Sewaktu pewaris sudah meninggal, pewarisan dapat dilakukan pada malam
pertama maupun pada malam ketiga setelah pewaris dikebumikan,
pembagian ini dilaksanakan dengan musyawarah dan penuh rasa
kekeluargaan serta menjunjung tinggi hak para ahli waris. Pembagian
Pewarisan pada Masyarakat Adat Dayak Kanayant tidak membedakan
kedudukan antara laki-laki dan perempuan, karena antara laki-laki dan
perempuan memiliki kedudukan yang sama dalam hal mewaris dan
mendapatkan harta warisan baik dari ayah maupun ibunya, kecuali
penunggu pangkalant, bagiannya lebih besar karena anak pangkalant
ditunjuk oleh pewaris untuk mengurus (merawat) orantuanya semasa
hidupnya sampai pewaris meninggal dunia. Anak penunggu pangkalant
adalah anak yang mendiami rumah pangkalant (rumah orangtuanya bisa
anak sulung,anak tengah atau pun anak bungsu,) bisa laki-laki atau pun
perempuan.
107
B. Saran
Berkaitan dengan permasalahan-permasalahan mengenai perkawinan
dan pewarisan pada masyarakat Adat Dayak Kanayant Kecamatan Kuala Behe
kabupaten Landak Kalimantan Barat, ada beberapa saran :
1. Perkawinan pada Masyarakat Adat Dayak Kanayant masih melakukan
Perkawinan secara Adat istiadat, tetapi ada juga yang melakukan di Gereja
(Agama Kristen).

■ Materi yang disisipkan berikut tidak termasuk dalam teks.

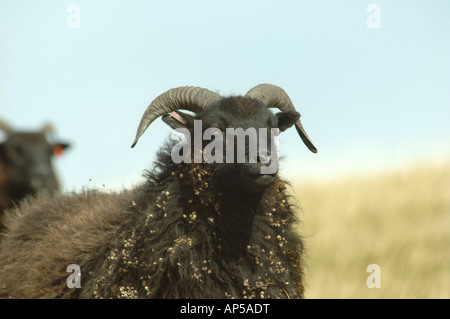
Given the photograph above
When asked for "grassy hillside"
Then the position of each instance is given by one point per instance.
(399, 221)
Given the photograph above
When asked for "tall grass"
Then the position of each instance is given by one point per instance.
(399, 221)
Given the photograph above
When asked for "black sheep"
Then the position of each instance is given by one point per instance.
(191, 230)
(26, 167)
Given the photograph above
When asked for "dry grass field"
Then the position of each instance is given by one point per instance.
(397, 220)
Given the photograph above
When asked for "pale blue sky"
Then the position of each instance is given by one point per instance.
(371, 99)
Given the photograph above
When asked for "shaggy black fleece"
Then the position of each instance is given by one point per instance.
(175, 236)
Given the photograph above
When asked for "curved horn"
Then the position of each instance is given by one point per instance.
(274, 96)
(186, 97)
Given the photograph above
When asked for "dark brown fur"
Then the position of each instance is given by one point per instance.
(171, 239)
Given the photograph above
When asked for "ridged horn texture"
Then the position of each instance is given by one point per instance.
(182, 98)
(275, 97)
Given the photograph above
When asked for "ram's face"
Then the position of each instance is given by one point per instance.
(238, 137)
(236, 134)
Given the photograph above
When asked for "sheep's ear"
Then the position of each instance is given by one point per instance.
(179, 120)
(286, 119)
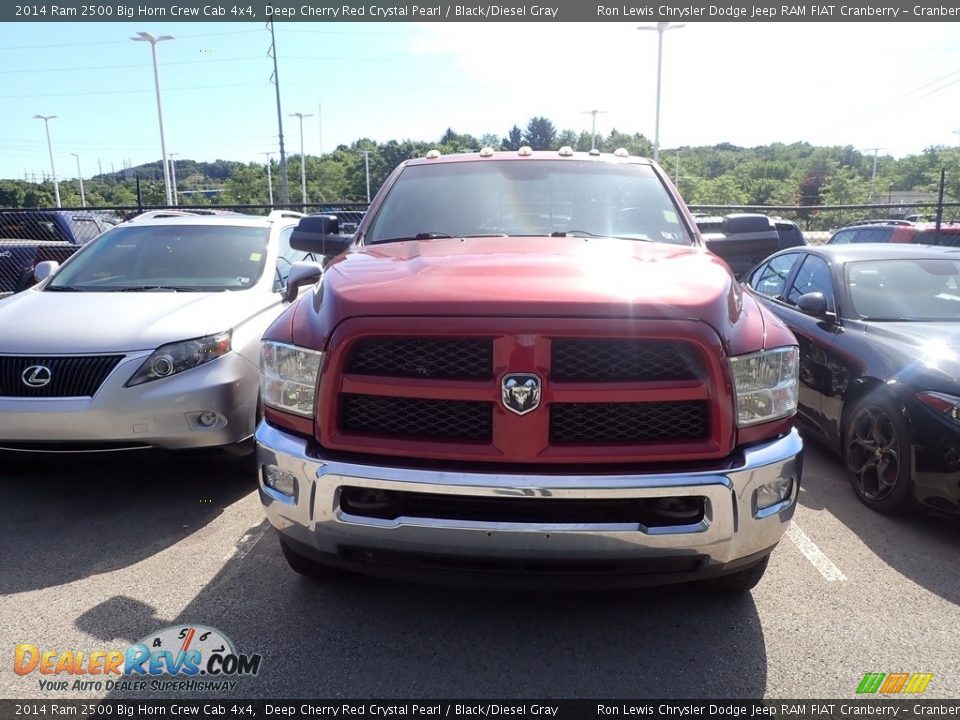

Perlu diadakan Penyuluhan Hukum dan pembinaan dari
pemerintah dalam masalah Pernikahan agar Perkawinan dapat dianggap
sah sesuai dengan ketentuan Pasal 2 Undang-undang Nomor 1 Tahun 1974
tentang Perkawinan yang menentukan syarat sahnya Perkawinan. dan
penyuluhan tentang pentingnya pencatatan perkawinan dicatatan sipil agar
status anak bisa menjadi anak yang sah secara Hukum.
2. Pewarisan harta Peninggalan pada Masyarakat Adat Kanayant sampai saat
ini masih dilakukan menurut Hukum Adat. Oleh karena itu kepada
Pemerintah Daerah dapat membantu untuk melestarikan dan melakukan
pengawasan terhadap jalannya Pewarisan melalui Perangkat Pemerintah
yang ada. Hal ini lebih efektif bila dilakukan oleh Perangkat Pemerintah
kecamatan (camat), karena selain sebagai kepala kecamatan, camat juga
dapat bertindak sebagai PPAT sementara yang berkaitan erat dengan objek
PewarisanHarta Peninggalan berupa Rumah dan Tanah.